In northern climes, black bears may not grow as fast as they do in warmer temperatures. It’s a factor of growing seasons.
In general, east coast bears are larger than they are on the rest of the continent, but there are exceptions in areas with good food sources and longer growing seasons. A 10-year-old North Carolina male had a recorded weight of 880 pounds. A boar was killed by a car in Winnipeg, Manitoba; its weight was recorded at 856 pounds. In most places black bears are found, males average between 200 and 280 pounds. A large bear might lose up to 20 percent of its weight over the winter denning period and can lose weight again during the spring breeding season.
It is rare for a sow to attain a weight of much beyond 200, although black bear sows have been known to reach 300 pounds. On our hunt we weighed one sow at 238.
In general, we expect bears to continue to get bigger as they get older, but that isn’t always the case. A sow might not get much bigger than 150 to 160 pounds.
They’re Always Bigger in the Rifle Scope
On the second day of my Minnesota hunt, I saw a bear walk in on the trail to my right. From my perch ten feet up, I evaluated.
“That’s a small bear,” I told myself. Then its twin showed up. I saw momma back in the brush, her nose up, testing the air. She looked big in comparison to her cubs, and I suppose she was, but probably no bigger than 170 pounds.
When they spooked after 15 minutes of feeding, I knew a boar was nearby. When I saw him, I estimated his weight at 400 pounds. One-hundred-twenty seconds later, I shot him. He came to rest against a tree.
As my heart rate declined, I revised my estimate down to 300 pounds. When I walked up to my bear, I ran a tape from his nose to the tip of his tail. He was five feet, six inches long. I revised my guesstimated weight down to 279 pounds. Still a good bear, I told myself, although the “ground shrinkage” had dropped it 121 pounds. And all that before it was weighed.
Back at camp, the other hunters, jaded by their experiences with the scale, guessed at the weight. The estimates came in anywhere from 190 pounds to 280 pounds. When the scale stopped bouncing, we read the real weight at 224.
That same bear, in the spring probably weighed less than 200 coming out of the den. In a different year, with more berries and more natural food in the forest, he might have weighed 250 pounds in September. The real weight of a bear is maybe not as good a talking point as its length.

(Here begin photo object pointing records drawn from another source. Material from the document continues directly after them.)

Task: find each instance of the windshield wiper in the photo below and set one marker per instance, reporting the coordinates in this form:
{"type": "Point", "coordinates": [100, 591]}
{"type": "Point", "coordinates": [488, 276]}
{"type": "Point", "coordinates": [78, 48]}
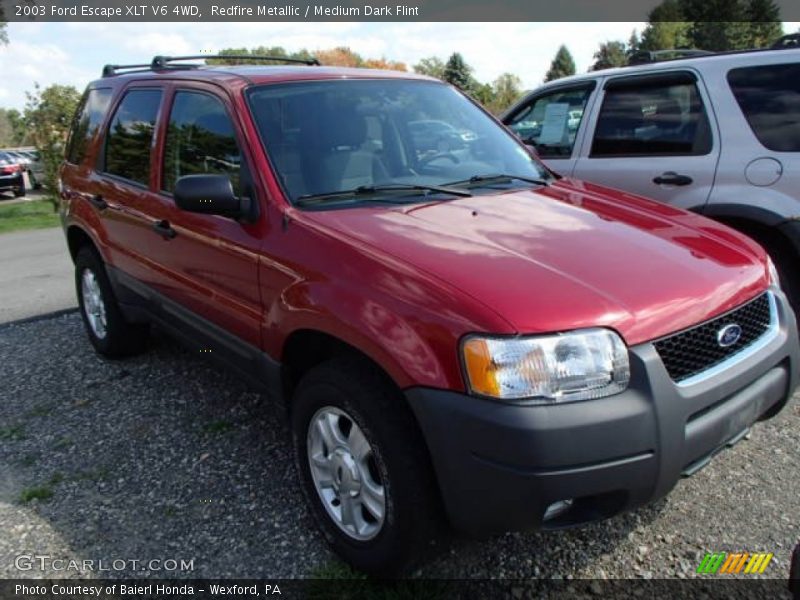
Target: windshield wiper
{"type": "Point", "coordinates": [499, 177]}
{"type": "Point", "coordinates": [362, 191]}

In camp we had a taxidermist, Dave Ringstrom. He skinned out all 14 bears and had a smile on his face the whole time. We talked about how hunters never really know how big bears are.
Ringstrom looks at a lot of bears and rather than rely on the weight of animal, or the supposed weight when ordering taxidermy forms, he likes to whip out a tape measure.
“I tape it from nose to tail, that tells me how big it is.” After that he’ll measure the girth.
Ringstrom said a guy will tell his taxidermist how big his bear is, and the taxidermist will write that down and bill the fellow for the size of the grossly inflated bear.
If you don’t weigh it, you can still say your bear is a 400-pounder. And maybe you’re right. Just don’t brag to the taxidermist. Exaggerating can get expensive.